Faculty of Physical Education and Sport, Charles University, Prague, Czech Republic
Department of Epidemiology, Cardiovascular Disease Prevention, and Health Promotion, National Institute of Cardiology, Warsaw, Poland.
Br J Sports Med. 2022 Dec;56(23):1366-1374. doi: 10.1136/bjsports-2021-105198. Epub 2022 Sep 7.
To determine the net effect of different physical activity intervention components on step counts in addition to self-monitoring.
A systematic review with meta-analysis and meta-regression.
Five databases (PubMed, Scopus, Web of Science, ProQuest and Discus) were searched from inception to May 2022. The database search was complemented with backward and forward citation searches and search of the references from relevant systematic reviews.
Randomised controlled trials comparing an intervention using self-monitoring (active control arm) with an intervention comprising the same treatment PLUS any additional component (intervention arm).
The effect measures were mean differences in daily step count. Meta-analyses were performed using random-effects models, and effect moderators were explored using univariate and multivariate meta-regression models.
Eighty-five studies with 12 057 participants were identified, with 75 studies included in the meta-analysis at postintervention and 24 at follow-up. At postintervention, the mean difference between the intervention and active control arms was 926 steps/day (95% CI 651 to 1201). At a follow-up, the mean difference was 413 steps/day (95% CI 210 to 615). Interventions with a prescribed goal and involving human counselling, particularly via phone/video calls, were associated with a greater mean difference in the daily step count than interventions with added print materials, websites, smartphone apps or incentives.
Physical activity interventions that combine self-monitoring with other components provide an additional modest yet sustained increase in step count compared with self-monitoring alone. Some forms of counselling, particularly remote phone/video counselling, outperformed other intervention components, such as websites and smartphone apps.
CRD42020199482.
除自我监测外,确定不同身体活动干预成分对步数的净效应。
系统评价与荟萃分析和荟萃回归。
从开始到 2022 年 5 月,在五个数据库(PubMed、Scopus、Web of Science、ProQuest 和 Discus)中进行了检索。数据库检索辅以回溯和前向引文检索以及对相关系统评价参考文献的检索。

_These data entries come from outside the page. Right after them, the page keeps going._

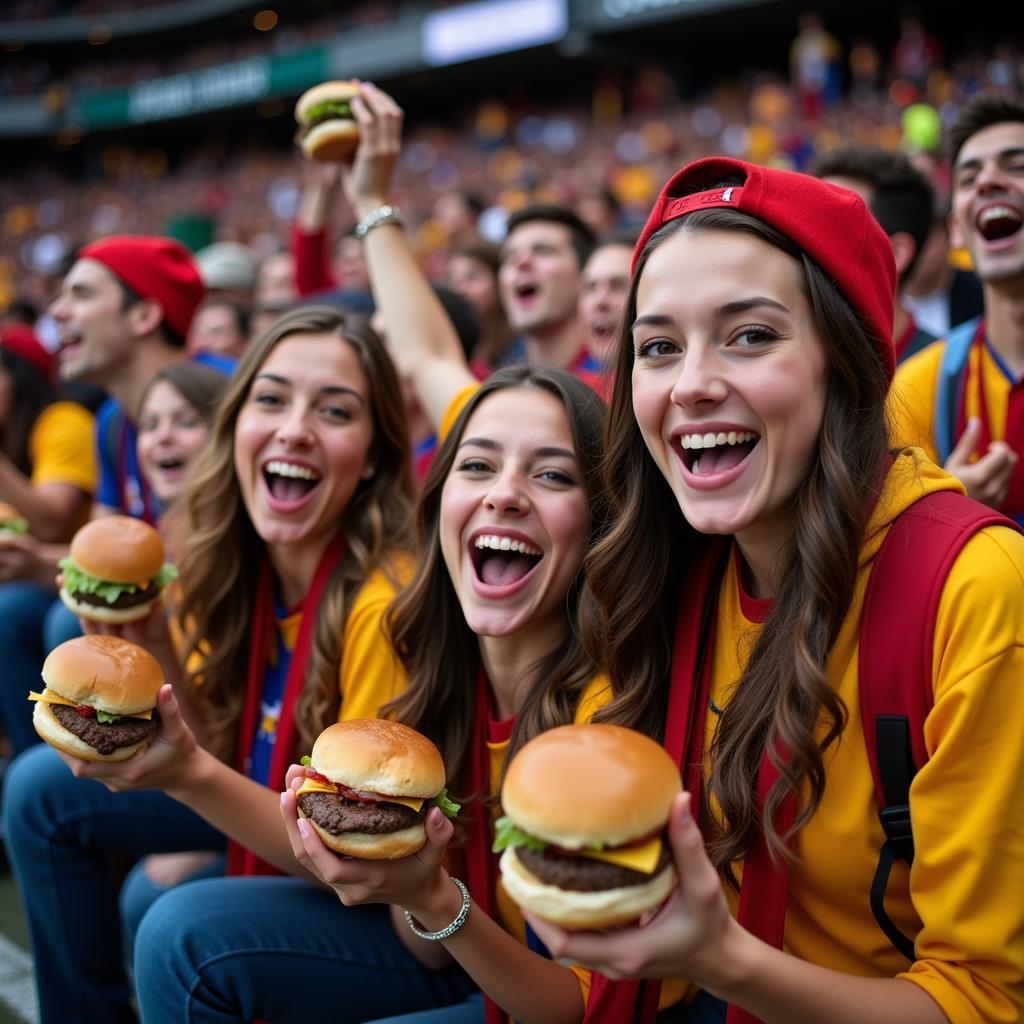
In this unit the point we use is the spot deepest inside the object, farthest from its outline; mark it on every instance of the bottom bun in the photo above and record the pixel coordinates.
(99, 613)
(576, 910)
(368, 846)
(61, 739)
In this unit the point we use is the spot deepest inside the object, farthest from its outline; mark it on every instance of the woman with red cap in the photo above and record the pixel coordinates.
(750, 460)
(47, 474)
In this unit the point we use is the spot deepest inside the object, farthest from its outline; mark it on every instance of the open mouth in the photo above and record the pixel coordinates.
(998, 222)
(289, 482)
(709, 454)
(502, 561)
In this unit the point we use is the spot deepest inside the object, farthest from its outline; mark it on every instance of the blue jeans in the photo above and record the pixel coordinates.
(30, 627)
(60, 833)
(281, 949)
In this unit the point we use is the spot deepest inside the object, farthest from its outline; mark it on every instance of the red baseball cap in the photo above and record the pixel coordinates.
(20, 340)
(832, 224)
(156, 268)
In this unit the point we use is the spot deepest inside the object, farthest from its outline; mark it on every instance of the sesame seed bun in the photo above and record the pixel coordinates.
(587, 785)
(107, 673)
(378, 756)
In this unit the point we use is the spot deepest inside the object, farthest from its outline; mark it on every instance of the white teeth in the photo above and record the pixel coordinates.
(711, 440)
(997, 213)
(506, 544)
(290, 469)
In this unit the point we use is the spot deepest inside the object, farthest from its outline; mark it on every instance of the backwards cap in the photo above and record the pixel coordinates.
(832, 224)
(156, 268)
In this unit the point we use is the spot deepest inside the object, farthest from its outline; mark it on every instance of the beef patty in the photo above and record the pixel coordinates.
(584, 875)
(124, 600)
(104, 737)
(337, 815)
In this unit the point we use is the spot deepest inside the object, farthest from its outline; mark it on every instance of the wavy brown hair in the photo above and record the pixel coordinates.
(634, 573)
(221, 554)
(441, 654)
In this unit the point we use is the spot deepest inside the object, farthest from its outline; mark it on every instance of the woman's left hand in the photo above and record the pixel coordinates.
(690, 937)
(410, 883)
(164, 765)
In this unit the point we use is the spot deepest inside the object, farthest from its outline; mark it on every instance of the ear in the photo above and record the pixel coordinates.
(145, 316)
(955, 237)
(904, 250)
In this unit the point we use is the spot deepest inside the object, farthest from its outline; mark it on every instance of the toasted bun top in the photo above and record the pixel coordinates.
(380, 757)
(339, 90)
(583, 784)
(118, 549)
(103, 672)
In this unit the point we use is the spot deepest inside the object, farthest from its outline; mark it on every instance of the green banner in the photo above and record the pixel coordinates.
(213, 88)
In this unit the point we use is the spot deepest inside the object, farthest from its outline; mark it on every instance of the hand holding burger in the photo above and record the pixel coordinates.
(115, 571)
(586, 809)
(99, 698)
(369, 784)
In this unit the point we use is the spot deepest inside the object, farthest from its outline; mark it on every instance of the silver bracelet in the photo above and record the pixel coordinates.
(460, 920)
(382, 215)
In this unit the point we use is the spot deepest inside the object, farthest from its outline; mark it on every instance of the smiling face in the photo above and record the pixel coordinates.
(728, 381)
(539, 280)
(170, 433)
(514, 514)
(303, 439)
(988, 201)
(95, 332)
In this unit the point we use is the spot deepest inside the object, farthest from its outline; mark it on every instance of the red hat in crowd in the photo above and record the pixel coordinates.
(156, 268)
(20, 340)
(832, 224)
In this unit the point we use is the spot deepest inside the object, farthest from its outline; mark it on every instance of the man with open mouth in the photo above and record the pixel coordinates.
(963, 397)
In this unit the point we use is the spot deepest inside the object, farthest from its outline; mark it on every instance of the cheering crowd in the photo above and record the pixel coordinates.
(705, 480)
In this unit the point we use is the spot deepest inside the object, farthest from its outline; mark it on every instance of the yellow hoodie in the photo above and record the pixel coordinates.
(964, 897)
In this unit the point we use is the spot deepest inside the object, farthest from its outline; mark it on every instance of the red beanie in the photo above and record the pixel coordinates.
(833, 225)
(156, 268)
(20, 340)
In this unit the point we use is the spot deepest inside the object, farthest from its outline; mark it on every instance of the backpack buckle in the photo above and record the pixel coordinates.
(896, 823)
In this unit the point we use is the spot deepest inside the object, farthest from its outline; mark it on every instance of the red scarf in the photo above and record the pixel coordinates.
(765, 887)
(240, 859)
(1013, 504)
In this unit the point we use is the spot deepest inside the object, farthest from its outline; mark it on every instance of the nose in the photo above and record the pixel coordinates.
(699, 381)
(506, 496)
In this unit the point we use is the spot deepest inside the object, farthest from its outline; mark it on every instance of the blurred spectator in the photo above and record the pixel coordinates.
(220, 327)
(605, 283)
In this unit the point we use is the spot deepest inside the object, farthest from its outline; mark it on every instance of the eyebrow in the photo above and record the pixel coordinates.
(329, 389)
(974, 162)
(545, 452)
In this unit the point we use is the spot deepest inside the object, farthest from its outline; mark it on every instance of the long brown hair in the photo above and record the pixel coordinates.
(634, 573)
(440, 652)
(221, 554)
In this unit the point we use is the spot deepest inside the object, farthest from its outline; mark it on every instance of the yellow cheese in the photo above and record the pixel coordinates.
(48, 696)
(636, 858)
(313, 785)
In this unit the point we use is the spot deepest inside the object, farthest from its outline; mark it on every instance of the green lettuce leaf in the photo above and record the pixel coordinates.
(507, 834)
(449, 807)
(330, 108)
(77, 581)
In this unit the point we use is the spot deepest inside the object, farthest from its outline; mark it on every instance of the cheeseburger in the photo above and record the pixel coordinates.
(10, 522)
(327, 129)
(369, 785)
(586, 807)
(115, 570)
(99, 698)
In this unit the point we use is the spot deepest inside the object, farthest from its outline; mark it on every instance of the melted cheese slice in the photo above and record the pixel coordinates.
(313, 785)
(637, 858)
(48, 696)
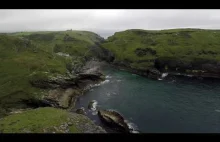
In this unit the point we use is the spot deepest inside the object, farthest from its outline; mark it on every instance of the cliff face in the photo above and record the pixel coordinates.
(191, 51)
(31, 64)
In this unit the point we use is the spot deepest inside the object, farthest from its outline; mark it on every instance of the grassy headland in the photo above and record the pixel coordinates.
(182, 50)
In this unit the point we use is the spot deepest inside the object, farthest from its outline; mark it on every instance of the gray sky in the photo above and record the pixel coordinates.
(106, 22)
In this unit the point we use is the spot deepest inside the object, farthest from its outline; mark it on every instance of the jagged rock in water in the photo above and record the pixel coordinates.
(154, 73)
(80, 110)
(114, 119)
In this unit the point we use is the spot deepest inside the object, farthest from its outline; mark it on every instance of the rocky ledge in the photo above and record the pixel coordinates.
(64, 89)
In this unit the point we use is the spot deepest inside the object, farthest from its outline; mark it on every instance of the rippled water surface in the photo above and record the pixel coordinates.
(164, 106)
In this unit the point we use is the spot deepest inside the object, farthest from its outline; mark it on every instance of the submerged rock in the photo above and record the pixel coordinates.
(154, 73)
(114, 119)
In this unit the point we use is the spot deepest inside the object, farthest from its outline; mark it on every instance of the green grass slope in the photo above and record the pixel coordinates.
(184, 49)
(45, 120)
(22, 54)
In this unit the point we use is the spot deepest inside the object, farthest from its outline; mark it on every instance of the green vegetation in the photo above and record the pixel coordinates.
(22, 54)
(139, 49)
(37, 121)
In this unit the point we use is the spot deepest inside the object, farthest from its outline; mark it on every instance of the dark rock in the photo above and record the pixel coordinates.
(154, 73)
(80, 110)
(92, 105)
(61, 98)
(114, 120)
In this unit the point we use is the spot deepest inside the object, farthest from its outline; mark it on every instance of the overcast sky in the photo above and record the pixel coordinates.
(106, 22)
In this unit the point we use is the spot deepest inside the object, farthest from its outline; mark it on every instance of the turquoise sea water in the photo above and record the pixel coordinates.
(180, 105)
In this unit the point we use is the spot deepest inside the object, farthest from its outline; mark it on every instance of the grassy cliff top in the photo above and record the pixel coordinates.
(47, 120)
(139, 48)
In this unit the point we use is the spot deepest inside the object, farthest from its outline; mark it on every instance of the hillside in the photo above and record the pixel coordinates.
(181, 50)
(32, 57)
(48, 120)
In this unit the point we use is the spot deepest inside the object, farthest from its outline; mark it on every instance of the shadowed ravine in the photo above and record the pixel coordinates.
(178, 105)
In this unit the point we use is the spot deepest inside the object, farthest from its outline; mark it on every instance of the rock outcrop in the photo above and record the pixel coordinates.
(113, 119)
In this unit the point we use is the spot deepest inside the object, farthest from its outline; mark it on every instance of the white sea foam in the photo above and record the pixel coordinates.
(108, 76)
(164, 75)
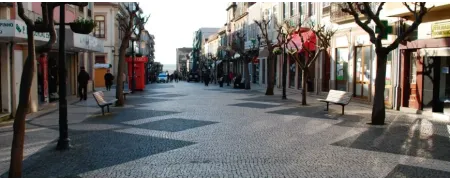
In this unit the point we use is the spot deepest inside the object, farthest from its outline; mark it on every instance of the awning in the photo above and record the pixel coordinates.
(16, 31)
(308, 37)
(263, 53)
(80, 42)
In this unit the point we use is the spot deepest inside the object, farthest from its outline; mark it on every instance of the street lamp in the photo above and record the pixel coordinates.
(133, 83)
(64, 141)
(284, 69)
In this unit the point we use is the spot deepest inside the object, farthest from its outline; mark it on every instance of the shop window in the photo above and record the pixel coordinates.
(100, 60)
(292, 69)
(341, 68)
(100, 28)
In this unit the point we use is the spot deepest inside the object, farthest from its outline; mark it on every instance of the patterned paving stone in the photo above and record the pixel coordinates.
(163, 86)
(254, 105)
(93, 150)
(417, 140)
(175, 124)
(146, 100)
(169, 95)
(275, 99)
(413, 172)
(216, 140)
(126, 114)
(307, 111)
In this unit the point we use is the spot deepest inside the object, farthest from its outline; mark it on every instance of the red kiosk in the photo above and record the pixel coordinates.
(139, 70)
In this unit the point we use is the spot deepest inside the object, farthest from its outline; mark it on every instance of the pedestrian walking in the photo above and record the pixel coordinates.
(108, 80)
(176, 77)
(83, 79)
(124, 79)
(206, 78)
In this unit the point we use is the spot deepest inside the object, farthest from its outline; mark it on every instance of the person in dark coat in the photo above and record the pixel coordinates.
(83, 79)
(206, 78)
(108, 80)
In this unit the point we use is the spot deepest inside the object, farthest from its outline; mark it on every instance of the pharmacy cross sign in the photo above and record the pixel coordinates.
(388, 28)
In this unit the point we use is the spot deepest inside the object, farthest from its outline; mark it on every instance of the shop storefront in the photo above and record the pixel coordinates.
(13, 42)
(77, 46)
(425, 63)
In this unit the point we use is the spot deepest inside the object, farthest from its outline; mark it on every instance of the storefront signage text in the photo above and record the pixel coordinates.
(18, 29)
(439, 30)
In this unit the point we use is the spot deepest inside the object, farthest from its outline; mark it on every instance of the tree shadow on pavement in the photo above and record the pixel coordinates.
(412, 172)
(305, 111)
(273, 99)
(95, 150)
(418, 138)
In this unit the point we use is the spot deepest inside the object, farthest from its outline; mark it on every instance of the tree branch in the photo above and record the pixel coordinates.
(351, 10)
(423, 10)
(22, 15)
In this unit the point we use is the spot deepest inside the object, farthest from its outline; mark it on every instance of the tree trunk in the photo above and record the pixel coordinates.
(304, 86)
(246, 74)
(15, 168)
(284, 70)
(120, 71)
(270, 75)
(378, 109)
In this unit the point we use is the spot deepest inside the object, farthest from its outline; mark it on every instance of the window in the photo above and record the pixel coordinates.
(285, 10)
(100, 28)
(100, 60)
(294, 9)
(302, 8)
(291, 7)
(311, 9)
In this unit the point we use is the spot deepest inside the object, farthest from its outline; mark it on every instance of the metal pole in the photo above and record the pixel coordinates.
(133, 84)
(228, 71)
(284, 72)
(63, 142)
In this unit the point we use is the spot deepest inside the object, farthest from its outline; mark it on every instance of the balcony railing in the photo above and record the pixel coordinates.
(337, 16)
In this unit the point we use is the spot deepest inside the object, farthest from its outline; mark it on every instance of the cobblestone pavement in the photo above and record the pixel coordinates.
(189, 130)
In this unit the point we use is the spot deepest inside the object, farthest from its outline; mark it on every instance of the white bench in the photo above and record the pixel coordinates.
(100, 98)
(338, 97)
(125, 93)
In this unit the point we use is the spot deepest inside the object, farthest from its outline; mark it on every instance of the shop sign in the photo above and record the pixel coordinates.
(87, 42)
(439, 30)
(18, 29)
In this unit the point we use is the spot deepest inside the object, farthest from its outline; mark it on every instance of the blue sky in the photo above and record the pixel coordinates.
(173, 23)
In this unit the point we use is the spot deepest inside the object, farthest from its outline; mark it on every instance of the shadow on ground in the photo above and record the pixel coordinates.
(420, 138)
(412, 172)
(93, 150)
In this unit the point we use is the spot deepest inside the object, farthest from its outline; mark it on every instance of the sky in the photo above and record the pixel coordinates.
(173, 23)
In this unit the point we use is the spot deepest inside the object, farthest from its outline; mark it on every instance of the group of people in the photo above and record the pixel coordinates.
(84, 77)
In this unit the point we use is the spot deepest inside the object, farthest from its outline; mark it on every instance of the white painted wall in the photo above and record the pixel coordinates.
(18, 68)
(5, 78)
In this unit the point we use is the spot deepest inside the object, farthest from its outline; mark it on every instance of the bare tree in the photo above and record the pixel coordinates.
(284, 31)
(318, 36)
(264, 27)
(418, 10)
(238, 46)
(48, 25)
(129, 22)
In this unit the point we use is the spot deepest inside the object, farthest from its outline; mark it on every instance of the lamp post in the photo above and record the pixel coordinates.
(64, 141)
(133, 83)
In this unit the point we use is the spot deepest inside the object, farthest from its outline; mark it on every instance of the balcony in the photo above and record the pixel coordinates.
(339, 17)
(6, 4)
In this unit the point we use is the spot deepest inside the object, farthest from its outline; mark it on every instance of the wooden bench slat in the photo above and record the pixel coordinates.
(338, 97)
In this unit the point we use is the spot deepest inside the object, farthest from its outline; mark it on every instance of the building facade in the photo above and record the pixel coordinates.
(182, 64)
(14, 51)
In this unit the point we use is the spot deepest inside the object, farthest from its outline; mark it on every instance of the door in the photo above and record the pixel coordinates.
(362, 72)
(414, 96)
(326, 72)
(388, 92)
(18, 67)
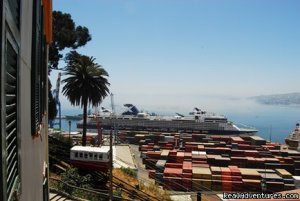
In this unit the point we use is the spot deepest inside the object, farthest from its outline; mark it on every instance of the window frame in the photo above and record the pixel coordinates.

比较使用自我监测(主动对照组)的干预与包含相同治疗加任何额外成分(干预组)的干预的随机对照试验。
效应量为每日步数的平均差异。使用随机效应模型进行荟萃分析,并使用单变量和多变量荟萃回归模型探索效应调节因素。
共确定了 85 项研究,涉及 12057 名参与者,其中 75 项研究在干预后和 24 项研究在随访时进行了荟萃分析。干预后,干预组与主动对照组之间的平均差异为 926 步/天(95%CI 651 至 1201)。随访时,平均差异为 413 步/天(95%CI 210 至 615)。与增加印刷材料、网站、智能手机应用程序或激励措施的干预相比,设定目标并涉及人类咨询(特别是通过电话/视频通话)的干预与每日步数的平均差异更大。
与单独自我监测相比,将自我监测与其他成分相结合的身体活动干预措施可提供额外的适度但持续的步数增加。一些咨询形式,特别是远程电话/视频咨询,优于其他干预成分,如网站和智能手机应用程序。
CRD42020199482。